Browse Publications Technical Papers 2014-01-1611
2014-04-01

Effects of Ethanol on Part-Load Performance and Emissions Analysis of SI Combustion with EIVC and Throttled Operation and CAI Combustion 2014-01-1611

Internal combustion engines are subjected to part-load operation more than in full load during a typical vehicle driving cycle. The problem with the Spark Ignition (SI) engine is its inherent low part-load efficiency. This problem arises due to the pumping loses that occur when the throttle closes or partially opens. One way of decreasing the pumping losses is to operate the engine lean or by adding residual gases. It is not possible to operate the engine unthrottled at very low loads due to misfire. However, the load can also be controlled by changing the intake valve closing timing - either early or late intake valve closing. Both strategies reduce the pumping loses and hence increase the efficiency. However the early intake valve closure (EIVC) can be used as mode transition from SI to CAI combustion. In recent years, in order to develop more efficient and cleaner gasoline engines, a number of new engine operating strategy have been proposed and many have been studied on different engines but there is a lack of direct comparison between various operating strategies and alternative fuels at different SI and CAI modes.
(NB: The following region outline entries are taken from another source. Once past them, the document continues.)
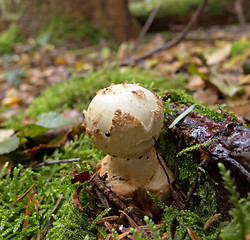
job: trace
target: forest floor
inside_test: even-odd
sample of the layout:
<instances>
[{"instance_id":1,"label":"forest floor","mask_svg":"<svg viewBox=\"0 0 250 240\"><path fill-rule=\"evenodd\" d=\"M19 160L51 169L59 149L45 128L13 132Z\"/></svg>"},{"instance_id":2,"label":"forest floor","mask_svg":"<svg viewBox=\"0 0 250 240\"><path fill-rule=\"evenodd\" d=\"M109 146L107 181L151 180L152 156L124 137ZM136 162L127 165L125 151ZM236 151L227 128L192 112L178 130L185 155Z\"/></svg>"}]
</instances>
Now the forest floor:
<instances>
[{"instance_id":1,"label":"forest floor","mask_svg":"<svg viewBox=\"0 0 250 240\"><path fill-rule=\"evenodd\" d=\"M70 111L63 112L64 117L50 112L40 119L29 115L23 118L23 113L34 104L44 90L72 79L76 79L75 82L78 84L80 81L77 82L77 79L82 80L90 76L89 73L97 72L95 76L98 77L98 71L103 69L114 69L123 73L134 68L138 70L137 76L146 76L145 73L149 73L152 79L168 81L168 86L185 90L207 105L219 104L223 109L229 107L230 112L235 113L249 126L249 30L250 26L245 29L239 26L214 26L209 29L192 30L176 46L153 54L137 62L136 66L124 66L122 63L161 46L173 39L177 33L150 33L140 41L124 42L119 46L101 42L99 45L74 49L67 45L57 47L48 41L38 44L35 39L27 39L16 44L11 53L0 56L0 170L6 162L9 162L8 167L5 165L7 170L13 169L13 166L19 163L23 164L9 171L9 174L5 171L0 174L0 201L3 203L0 206L0 215L3 216L0 218L0 229L3 230L3 238L0 236L0 239L12 239L12 236L17 239L24 236L45 239L47 234L52 236L48 239L58 239L59 227L64 231L66 225L67 230L71 229L72 233L78 231L77 234L83 234L82 238L77 239L95 239L97 231L102 232L96 225L107 210L99 215L103 208L93 198L88 183L83 183L85 187L82 190L71 183L76 173L86 169L93 173L95 163L104 154L93 147L89 139L79 134L82 126L70 125L70 128L60 128L68 124L67 118L81 124L83 109L80 111L72 107ZM180 78L177 76L181 76L182 81L178 82ZM148 82L151 81L151 77ZM98 82L98 79L88 81L88 87L96 87L98 84L95 85L95 82ZM148 86L150 90L155 90L150 87L154 88L153 82ZM81 89L77 91L81 92ZM85 89L84 94L87 92L88 89ZM53 99L62 98L59 95L46 96ZM63 97L68 100L67 96ZM51 108L53 110L53 106ZM14 121L11 122L11 119ZM20 121L19 125L13 124L16 120ZM46 132L53 135L49 143L46 139L49 134L45 139L39 138L40 134ZM55 149L57 150L54 151ZM81 164L69 162L80 159ZM189 174L194 175L193 172ZM214 191L213 187L209 188ZM77 191L81 192L81 195ZM87 209L86 212L76 212L75 208L72 210L72 195L73 201L76 201L72 204L80 209L79 206L83 202L82 206ZM82 200L81 203L79 198ZM94 205L96 211L92 208ZM179 209L177 211L174 207L170 208L178 216ZM74 217L77 215L77 218L73 218L72 214ZM196 218L196 215L192 215L193 212L186 211L186 214L188 218ZM93 220L91 222L90 216ZM97 218L98 220L94 220ZM150 222L147 224L150 225ZM196 222L194 225L199 227ZM186 231L185 228L183 234L186 234ZM201 233L203 232L201 230ZM104 230L102 234L105 235ZM89 236L91 237L87 238Z\"/></svg>"},{"instance_id":2,"label":"forest floor","mask_svg":"<svg viewBox=\"0 0 250 240\"><path fill-rule=\"evenodd\" d=\"M17 44L14 51L0 57L0 122L18 114L46 87L72 75L84 76L88 71L119 67L124 59L141 54L171 40L175 33L148 34L141 42L121 44L114 51L107 44L70 50L35 40ZM249 26L214 26L196 29L171 49L141 61L137 67L149 70L153 77L174 79L183 73L187 82L183 89L208 105L227 104L245 123L250 121ZM121 70L126 67L120 67ZM248 70L247 70L248 69Z\"/></svg>"}]
</instances>

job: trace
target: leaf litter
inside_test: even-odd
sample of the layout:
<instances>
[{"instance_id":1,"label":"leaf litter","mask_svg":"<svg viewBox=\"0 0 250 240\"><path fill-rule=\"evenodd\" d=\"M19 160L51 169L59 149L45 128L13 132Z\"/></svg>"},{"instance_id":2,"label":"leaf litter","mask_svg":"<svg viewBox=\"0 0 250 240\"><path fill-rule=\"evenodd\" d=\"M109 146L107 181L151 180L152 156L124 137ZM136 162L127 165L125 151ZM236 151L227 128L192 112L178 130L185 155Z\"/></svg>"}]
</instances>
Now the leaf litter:
<instances>
[{"instance_id":1,"label":"leaf litter","mask_svg":"<svg viewBox=\"0 0 250 240\"><path fill-rule=\"evenodd\" d=\"M197 31L197 35L195 31L190 32L186 40L183 40L179 45L154 54L142 61L139 67L141 70L150 70L152 76L155 77L168 76L173 78L177 73L185 74L189 81L184 88L189 90L198 101L208 105L227 104L232 107L240 119L248 124L250 89L248 80L245 79L249 76L243 72L242 66L250 52L246 50L235 54L232 40L239 43L250 41L249 34L241 33L237 35L223 29L219 31L211 29L200 35L199 31ZM205 34L208 34L209 37L200 38L200 36L204 37ZM149 36L146 43L140 43L139 45L133 41L123 43L119 47L118 53L108 46L102 49L99 46L92 46L79 51L72 51L57 49L51 44L45 44L39 49L27 50L25 44L18 44L14 53L9 56L8 61L5 56L0 59L0 68L2 70L0 75L0 100L1 106L7 109L0 112L0 121L4 122L7 118L22 112L45 87L66 80L75 74L84 76L91 70L96 71L107 66L117 66L117 60L122 61L127 57L139 56L153 49L155 45L164 42L164 37L161 35ZM121 67L121 69L123 68L125 67ZM16 108L16 111L12 111L13 108ZM51 119L54 119L54 115L56 115L58 121L51 121ZM57 141L58 144L49 144L51 139L47 139L45 145L37 145L37 143L33 143L33 139L48 130L53 132L57 128L68 125L70 120L62 115L57 115L57 113L44 113L44 115L40 116L40 119L37 121L31 119L31 122L24 124L19 132L19 136L21 134L25 138L23 152L35 151L35 154L30 155L30 159L37 156L40 150L46 150L48 146L55 148L61 144L67 145L69 140L73 138L70 137L70 132L75 131L74 128L80 128L79 126L70 125L67 130L63 130L62 137L59 137L60 139ZM56 135L58 135L58 132ZM1 152L1 154L15 150L19 146L19 142L17 143L16 140L17 135L14 134L9 136L7 140L5 138L0 141L0 149L1 143L11 141L6 148L9 150ZM41 144L41 140L38 140L38 143ZM37 151L37 148L39 151ZM76 175L74 179L79 178L81 180L78 181L85 181L90 177L88 174L86 176L81 174L83 173ZM82 210L79 199L80 191L81 188L78 187L73 194L72 203ZM112 193L110 194L112 195ZM107 197L109 198L110 195ZM30 192L26 215L32 214L30 202L33 201L33 198L34 192L32 191ZM62 200L62 195L58 200ZM111 197L111 201L116 201L116 199ZM56 203L54 209L58 207L59 203ZM133 217L137 219L136 216ZM24 220L23 227L29 224L29 221L26 220ZM53 217L51 215L43 236L51 228L52 222ZM142 225L140 221L139 223ZM197 239L191 227L187 227L187 231L192 239ZM127 232L124 233L124 236L126 235L128 235Z\"/></svg>"}]
</instances>

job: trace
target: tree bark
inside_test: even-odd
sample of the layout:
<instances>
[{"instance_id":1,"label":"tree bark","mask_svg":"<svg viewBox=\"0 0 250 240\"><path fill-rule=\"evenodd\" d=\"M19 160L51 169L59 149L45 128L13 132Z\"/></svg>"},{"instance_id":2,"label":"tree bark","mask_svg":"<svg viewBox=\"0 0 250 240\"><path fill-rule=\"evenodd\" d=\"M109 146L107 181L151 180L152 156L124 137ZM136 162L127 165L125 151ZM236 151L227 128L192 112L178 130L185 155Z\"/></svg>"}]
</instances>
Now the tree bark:
<instances>
[{"instance_id":1,"label":"tree bark","mask_svg":"<svg viewBox=\"0 0 250 240\"><path fill-rule=\"evenodd\" d=\"M85 18L107 30L119 43L138 34L128 0L22 0L21 3L24 12L19 26L25 36L36 36L53 17L60 15L69 15L76 21Z\"/></svg>"}]
</instances>

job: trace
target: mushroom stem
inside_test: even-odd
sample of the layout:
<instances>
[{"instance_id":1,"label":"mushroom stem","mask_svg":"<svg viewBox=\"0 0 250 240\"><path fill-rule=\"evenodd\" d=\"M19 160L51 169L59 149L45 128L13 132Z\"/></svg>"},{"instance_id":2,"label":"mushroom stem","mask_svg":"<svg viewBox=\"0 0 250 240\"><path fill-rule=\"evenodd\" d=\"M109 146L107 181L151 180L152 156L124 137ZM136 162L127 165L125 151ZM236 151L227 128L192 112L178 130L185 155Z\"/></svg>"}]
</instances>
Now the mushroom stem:
<instances>
[{"instance_id":1,"label":"mushroom stem","mask_svg":"<svg viewBox=\"0 0 250 240\"><path fill-rule=\"evenodd\" d=\"M158 158L162 165L159 164ZM133 192L143 187L160 200L165 200L170 194L167 189L174 176L162 158L158 158L155 149L152 148L145 155L133 159L107 155L96 167L101 176L108 173L107 186L121 197L130 197Z\"/></svg>"}]
</instances>

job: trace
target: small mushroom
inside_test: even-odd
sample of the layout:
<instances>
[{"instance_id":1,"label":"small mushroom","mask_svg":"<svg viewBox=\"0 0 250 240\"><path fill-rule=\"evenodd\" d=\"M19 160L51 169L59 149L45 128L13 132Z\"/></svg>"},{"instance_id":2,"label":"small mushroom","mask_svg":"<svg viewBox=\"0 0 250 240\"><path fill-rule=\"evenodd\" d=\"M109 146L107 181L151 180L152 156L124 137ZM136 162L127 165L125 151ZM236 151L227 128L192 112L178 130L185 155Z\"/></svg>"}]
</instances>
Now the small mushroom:
<instances>
[{"instance_id":1,"label":"small mushroom","mask_svg":"<svg viewBox=\"0 0 250 240\"><path fill-rule=\"evenodd\" d=\"M112 191L122 199L141 188L163 201L169 197L174 176L153 147L164 117L158 95L138 84L111 85L98 91L84 117L87 135L108 154L97 169L107 173Z\"/></svg>"}]
</instances>

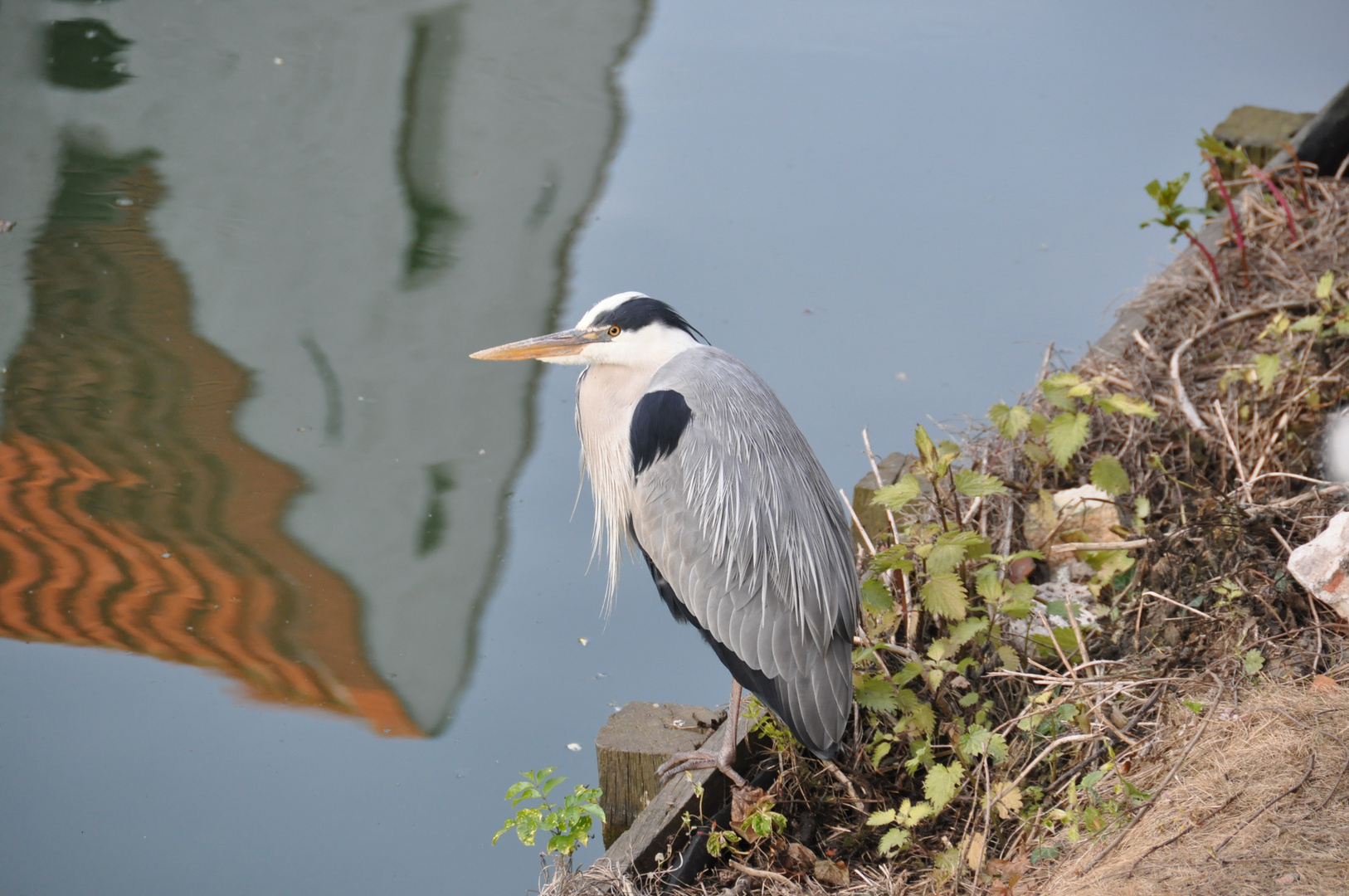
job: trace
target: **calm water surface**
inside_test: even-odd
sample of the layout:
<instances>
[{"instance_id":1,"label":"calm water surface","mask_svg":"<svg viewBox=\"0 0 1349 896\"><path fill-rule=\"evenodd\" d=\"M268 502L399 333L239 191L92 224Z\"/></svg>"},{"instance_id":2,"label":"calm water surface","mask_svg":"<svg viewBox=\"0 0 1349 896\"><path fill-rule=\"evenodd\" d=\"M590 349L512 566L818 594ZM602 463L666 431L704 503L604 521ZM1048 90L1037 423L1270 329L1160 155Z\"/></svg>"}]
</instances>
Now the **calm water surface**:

In this paper, the performance, combustion and emission were measured and compared between throttled SI, EIVC and CAI combustion with negative valve overlap (NVO) of gasoline and its mixture with ethanol (E15 and E85) were measured and analysed. At part-load condition, it is found that the CAI combustion produced the lowest fuel consumption and NOx emissions. The EIVC operation led to a moderate improvement in the fuel conversion efficiency over the throttled SI operation but it was characterised with the slowest combustion and worst HC and CO emissions. Less and smaller particles numbers were detected for EIVC E0 and E15 fuel blends. The particulate emission results showed that soot is the dominant particles in the exhaust, which could be reduced by leaner mixture combustion.